Exploring Text Data
Team Hanley NLP Working Group
Summary Statistics with Words
The first step in any data science project should always be to get a sense of your data. For NLP, a lot of exploratory data analysis revolves around counting the frequencies of different terms and plotting them in different ways. This can be as simple as a bar chart looking at the count of distinct words, to word clouds, to something as complex as a TF-IDF.
Before we go any further, we first need to set up our workspace. We will primarily be working with tidytext to keep ourselves in the tidyverse and will be pulling data from gutenbergr, which is a repository of free classic texts. Let’s start by loading in our data, Metamorphosis by Kafka, and unnesting it into tokens.
library(gutenbergr)
library(wordcloud)
library(ggplot2)
library(tidytext)
library(dplyr)
library(kableExtra)
meta = gutenberg_download("5200")
tokens = meta %>%
unnest_tokens(word, text) %>%
anti_join(stop_words)
Next we can create a simple bar plot looking at the top ten words (not including stop words of course) used in the book.
word_count = tokens%>%
group_by(word)%>%
summarise(count = n())%>%
arrange(desc(count))%>%
slice(1:10)
ggplot(data = word_count)+
geom_bar(aes(x = word, y = count), stat = "identity", fill = "#6699cc")+
theme_classic()

Word Clouds with wordcloud
Another way to present summary statistics is with a word cloud. For the uninitiated, a word cloud is just a collection of words with the size of the word determined by its prevalence. The natural disadvantage of this is that longer words will appear larger than smaller words, thus making them look more prevalent.

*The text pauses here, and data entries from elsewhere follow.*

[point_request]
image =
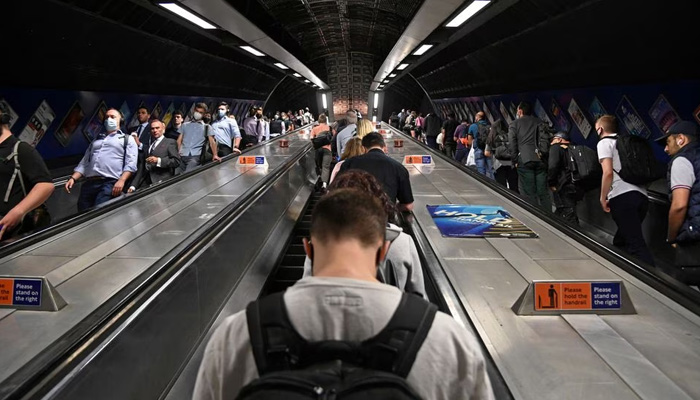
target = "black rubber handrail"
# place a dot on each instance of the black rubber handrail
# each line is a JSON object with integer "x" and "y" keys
{"x": 41, "y": 373}
{"x": 77, "y": 219}
{"x": 654, "y": 277}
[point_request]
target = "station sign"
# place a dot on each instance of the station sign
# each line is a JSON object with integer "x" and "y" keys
{"x": 252, "y": 160}
{"x": 574, "y": 297}
{"x": 29, "y": 293}
{"x": 418, "y": 159}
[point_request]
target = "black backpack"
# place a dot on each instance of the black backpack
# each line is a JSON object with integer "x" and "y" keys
{"x": 638, "y": 165}
{"x": 543, "y": 140}
{"x": 291, "y": 368}
{"x": 584, "y": 166}
{"x": 481, "y": 136}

Actually creating the wordcloud is very easy. Just wrap a character vector in wordcloud(). We can remove some of the less frequent words using either the min.freq argument or the max.words argument.
wordcloud(tokens$word, max.words = 75, colors=brewer.pal(6, "Dark2"))

TF-IDF
So far, we have looked at simply counting words and displaying this information in interesting ways. Next we will try to contextualize this information by observing how frequent words are in a document in comparison to other words.
TF-IDF, or Term Frequency and Inverse Document Frequency, is a way to numerically give importance to a word or phrase in a given text document relative to a collection of text documents.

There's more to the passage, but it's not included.